The Asian benchmark traded at 13.1 times estimated earnings on average, compared with 13.7 for the Standard & Poor’s 500 Index and 12.2 for the STOXX Europe 600 Index.
Exporters advanced as reports showed industrial production and retail sales gained more than expected in the US last month, adding to signs of a recovery of the world’s biggest economy is taking hold.
China’s economic growth has started to stabilize, Chinese Premier Wen Jiabao (溫家寶) said in remarks published on Wednesday by Xinhua News agency. The government is confident of achieving annual targets and the economy will continue to show “positive changes,” Wen said, according to Xinhua.

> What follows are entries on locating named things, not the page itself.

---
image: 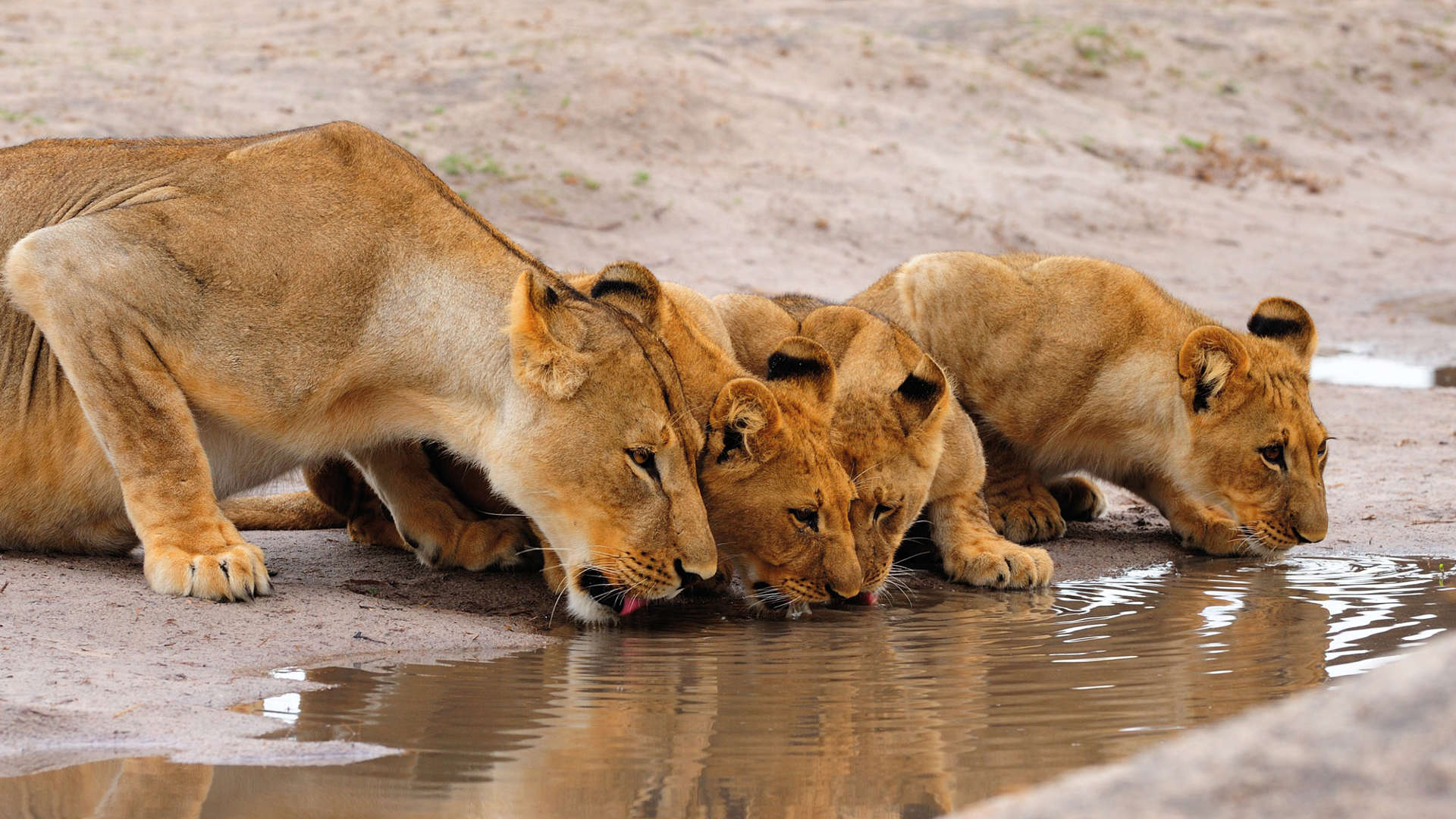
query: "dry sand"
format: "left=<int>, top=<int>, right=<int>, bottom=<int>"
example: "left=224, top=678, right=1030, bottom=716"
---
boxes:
left=0, top=0, right=1456, bottom=773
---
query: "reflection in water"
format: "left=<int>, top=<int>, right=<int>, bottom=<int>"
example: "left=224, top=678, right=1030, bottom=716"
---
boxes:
left=0, top=558, right=1456, bottom=817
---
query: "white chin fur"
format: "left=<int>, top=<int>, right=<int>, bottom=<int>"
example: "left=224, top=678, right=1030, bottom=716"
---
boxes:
left=566, top=588, right=617, bottom=625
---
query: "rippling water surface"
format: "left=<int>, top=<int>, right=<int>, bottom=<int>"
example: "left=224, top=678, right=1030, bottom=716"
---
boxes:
left=0, top=557, right=1456, bottom=817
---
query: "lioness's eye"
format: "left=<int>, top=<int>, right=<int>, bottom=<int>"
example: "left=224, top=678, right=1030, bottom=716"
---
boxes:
left=789, top=507, right=818, bottom=532
left=1260, top=443, right=1284, bottom=466
left=628, top=446, right=657, bottom=479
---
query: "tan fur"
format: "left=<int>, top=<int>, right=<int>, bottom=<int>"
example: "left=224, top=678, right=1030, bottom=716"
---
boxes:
left=714, top=294, right=1051, bottom=593
left=0, top=122, right=717, bottom=617
left=246, top=262, right=861, bottom=610
left=852, top=252, right=1328, bottom=555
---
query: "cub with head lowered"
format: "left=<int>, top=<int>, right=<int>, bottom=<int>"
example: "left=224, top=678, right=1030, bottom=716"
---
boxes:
left=228, top=262, right=861, bottom=621
left=714, top=293, right=1051, bottom=602
left=850, top=252, right=1329, bottom=555
left=0, top=122, right=717, bottom=617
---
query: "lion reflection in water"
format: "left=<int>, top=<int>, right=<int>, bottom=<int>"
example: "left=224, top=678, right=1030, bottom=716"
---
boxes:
left=0, top=570, right=1328, bottom=817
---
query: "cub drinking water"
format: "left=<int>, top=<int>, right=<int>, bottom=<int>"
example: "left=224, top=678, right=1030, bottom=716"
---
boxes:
left=850, top=252, right=1329, bottom=555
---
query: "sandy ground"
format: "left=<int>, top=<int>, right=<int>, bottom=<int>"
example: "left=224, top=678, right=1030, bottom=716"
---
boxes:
left=0, top=0, right=1456, bottom=773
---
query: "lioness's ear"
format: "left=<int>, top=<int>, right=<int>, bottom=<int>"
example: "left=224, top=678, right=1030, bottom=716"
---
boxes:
left=764, top=335, right=836, bottom=405
left=592, top=262, right=663, bottom=329
left=708, top=379, right=783, bottom=463
left=891, top=354, right=949, bottom=436
left=1249, top=297, right=1320, bottom=364
left=507, top=271, right=592, bottom=400
left=1178, top=325, right=1249, bottom=413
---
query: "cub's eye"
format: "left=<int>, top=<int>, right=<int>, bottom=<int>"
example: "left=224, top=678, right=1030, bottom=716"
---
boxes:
left=789, top=507, right=818, bottom=532
left=1260, top=443, right=1284, bottom=466
left=628, top=446, right=657, bottom=479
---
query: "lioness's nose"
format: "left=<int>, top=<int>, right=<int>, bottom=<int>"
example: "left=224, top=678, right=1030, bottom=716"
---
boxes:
left=673, top=555, right=718, bottom=587
left=673, top=558, right=717, bottom=588
left=1294, top=525, right=1325, bottom=544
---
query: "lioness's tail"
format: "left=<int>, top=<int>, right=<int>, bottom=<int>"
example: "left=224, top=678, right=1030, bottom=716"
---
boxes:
left=218, top=493, right=347, bottom=529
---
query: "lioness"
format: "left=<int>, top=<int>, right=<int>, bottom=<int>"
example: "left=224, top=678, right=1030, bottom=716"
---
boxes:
left=0, top=122, right=717, bottom=605
left=850, top=252, right=1329, bottom=555
left=224, top=262, right=861, bottom=621
left=714, top=293, right=1051, bottom=604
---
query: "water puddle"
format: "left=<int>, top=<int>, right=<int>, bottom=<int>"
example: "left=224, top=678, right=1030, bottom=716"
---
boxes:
left=1309, top=344, right=1456, bottom=389
left=0, top=557, right=1456, bottom=817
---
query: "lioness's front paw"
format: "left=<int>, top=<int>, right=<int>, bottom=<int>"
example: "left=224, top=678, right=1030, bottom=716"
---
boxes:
left=986, top=485, right=1067, bottom=544
left=435, top=519, right=530, bottom=571
left=143, top=542, right=272, bottom=601
left=945, top=539, right=1051, bottom=588
left=1046, top=475, right=1106, bottom=520
left=1174, top=510, right=1257, bottom=557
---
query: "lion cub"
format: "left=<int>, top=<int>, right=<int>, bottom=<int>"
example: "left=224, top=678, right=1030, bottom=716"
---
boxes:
left=714, top=293, right=1051, bottom=604
left=850, top=252, right=1329, bottom=555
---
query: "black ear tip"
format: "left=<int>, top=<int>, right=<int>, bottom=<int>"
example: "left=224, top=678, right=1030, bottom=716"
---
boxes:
left=1249, top=313, right=1309, bottom=338
left=896, top=373, right=940, bottom=403
left=767, top=350, right=827, bottom=381
left=592, top=278, right=651, bottom=299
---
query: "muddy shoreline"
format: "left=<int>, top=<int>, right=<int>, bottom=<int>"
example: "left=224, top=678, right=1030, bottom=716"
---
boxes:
left=0, top=0, right=1456, bottom=792
left=0, top=384, right=1456, bottom=775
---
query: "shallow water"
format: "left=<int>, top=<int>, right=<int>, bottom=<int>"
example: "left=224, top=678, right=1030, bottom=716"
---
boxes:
left=0, top=557, right=1456, bottom=817
left=1309, top=351, right=1456, bottom=389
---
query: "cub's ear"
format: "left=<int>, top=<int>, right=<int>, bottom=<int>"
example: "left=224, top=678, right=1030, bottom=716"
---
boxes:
left=1178, top=325, right=1249, bottom=413
left=1249, top=297, right=1320, bottom=364
left=592, top=262, right=663, bottom=331
left=764, top=335, right=837, bottom=405
left=708, top=378, right=783, bottom=463
left=890, top=354, right=951, bottom=436
left=507, top=270, right=592, bottom=400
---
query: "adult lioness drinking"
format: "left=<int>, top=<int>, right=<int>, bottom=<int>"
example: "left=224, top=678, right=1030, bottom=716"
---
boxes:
left=231, top=271, right=855, bottom=621
left=850, top=253, right=1328, bottom=555
left=0, top=122, right=717, bottom=612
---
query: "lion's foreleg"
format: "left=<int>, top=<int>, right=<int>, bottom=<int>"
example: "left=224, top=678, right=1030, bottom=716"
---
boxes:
left=926, top=490, right=1051, bottom=588
left=1124, top=475, right=1247, bottom=555
left=926, top=414, right=1051, bottom=588
left=986, top=441, right=1067, bottom=544
left=351, top=441, right=529, bottom=571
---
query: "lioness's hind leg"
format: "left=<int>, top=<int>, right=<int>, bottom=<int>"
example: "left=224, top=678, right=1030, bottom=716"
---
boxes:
left=5, top=220, right=271, bottom=601
left=1046, top=475, right=1106, bottom=522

Chinese lenders and developers advanced. Industrial and Commercial Bank of China Ltd (ICBC, 中國工商銀行), China’s biggest bank, gained 2.8 percent to HK$5.10 in Hong Kong. Agricultural Bank of China Ltd (中國農業銀行) rose 2.2 percent to HK$3.29. China Overseas Land & Investment Ltd, China’s biggest real-state firm traded in Hong Kong, climbed 4.6 percent to HK$20.25.
Emerging-market stocks fell, paring the biggest weekly rally in more than a month, as disappointing earnings at Microsoft Corp dragged down computer companies and foreign investment in China fell more than economists forecast.
The MSCI Emerging Markets Index lost 0.7 percent to 1,006.07 at the close of trading in New York, its first retreat in four days. Quanta Computer Inc (廣達電腦), the world’s largest laptop maker, declined for a third day in Taipei and Samsung Electronics Co fell for the first time in five days in Seoul.
Brazil’s Bovespa dropped 1.4 percent, dragged down by commodity producers. South Korea’s KOSPI Index and Taiwan’s TAIEX both lost 0.76 percent, Russia’s MICEX Index lost 1 percent, and India’s SENSEX slipped 0.6 percent.
In other markets on Friday:
Manila closed flat, edging down 3.58 points from Thursday to 5,432.36.
Wellington slipped 0.34 percent, or 13.79 points, to 3,988.16.
Mumbai slipped 0.58 percent, or 109.62 points, to 18,682.31.